Overall impressions: a by-the-numbers ep. of new-Who that could have used some tightening, improved by a standout villain performance (man, hiring Alan Cumming so soon after his appearance as King James was a good idea. The man is born to voice an alien trickster cartoon.).
Oh, definitely. The bit with the fans was just about tolerable, but then it went all in on the angst of not existing (how does that work? The fans have been spent hours watching the show, except their whole world was created by Lux and only exists for the time it’s onscreen, so they have fake memories but still get angsty? Did the cop have angst about not existing?). It’s like Davies wanted to do a fourth wall break but was afraid of committing to it.

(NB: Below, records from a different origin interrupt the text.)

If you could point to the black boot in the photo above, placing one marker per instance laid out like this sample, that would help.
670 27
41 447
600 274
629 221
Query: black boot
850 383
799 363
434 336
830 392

Also I was slightly annoyed that when the Doctor and Belinda are literally giving themselves depth (which is a great moment), it’s with more anxiety and angst. With the implication that only by being depressing can you be “real”. Why not anything else in addition to the angst to as a sign of complexity.
Getting back to the meta quality, I liked that Lux/Ring-a-Ding’s addressing the audience was a sinister twist (intentionally or not) on the sort of fourth wall-audience interaction gags cartoons used to do.
I thought the 50s setting was a bit too on the nose (like “The Idiot’s Lantern”*). But on further reflection it has to be a time with projected theatrical cartoons, plus then you have Lux’s desire to absorb the looming threat of the A-bomb.
I’m wondering now if I should continue following this season; I guess I’ll do what I’ve done before and check the wiki article after each episode airs to see if it interests me.
*another period piece (set the year after this one) with an alien taking the form of a nostalgic media figure and trapping its victims in said medium. Written by Mark Gatiss, not Davies.
An interesting touch was that, while the fans described themselves as “the kind of characters who don’t get last names,” they were all given last names in the end credits.
I’m trying to pin what part of that schtick bothered me the most and I think I’ve pinned it down. The Doctor going back and forth over the best episode. Yeah I get the joke. RTD pointedly having their favorite being Blink, a Moffit written one, and the actor hurt that none of his episodes are their faves. But having The Doctor be aware of individual episodes? That pushed it way past the edge of tolerable wall breaking.
Yeah actually having last names may come up later. They’ll be back I suspect. The reality of “this” reality or “that” one or any story is arbitrary to the “gods”. That’s what makes them gods? The plane they exist in.
The nitpicking section for the episode at TVTropes notes that not only should the Doctor not know which of his encounters with the Weeping Angels “Blink” should refer to, but which adventures have been televised. That being said, the Doctor is aware his life is a TV show, having gone through this.
He never said he did know - he just recognized that “Blink” referred to an Angel adventure; he had no reason to care which one, since all of them occurred to other incarnations.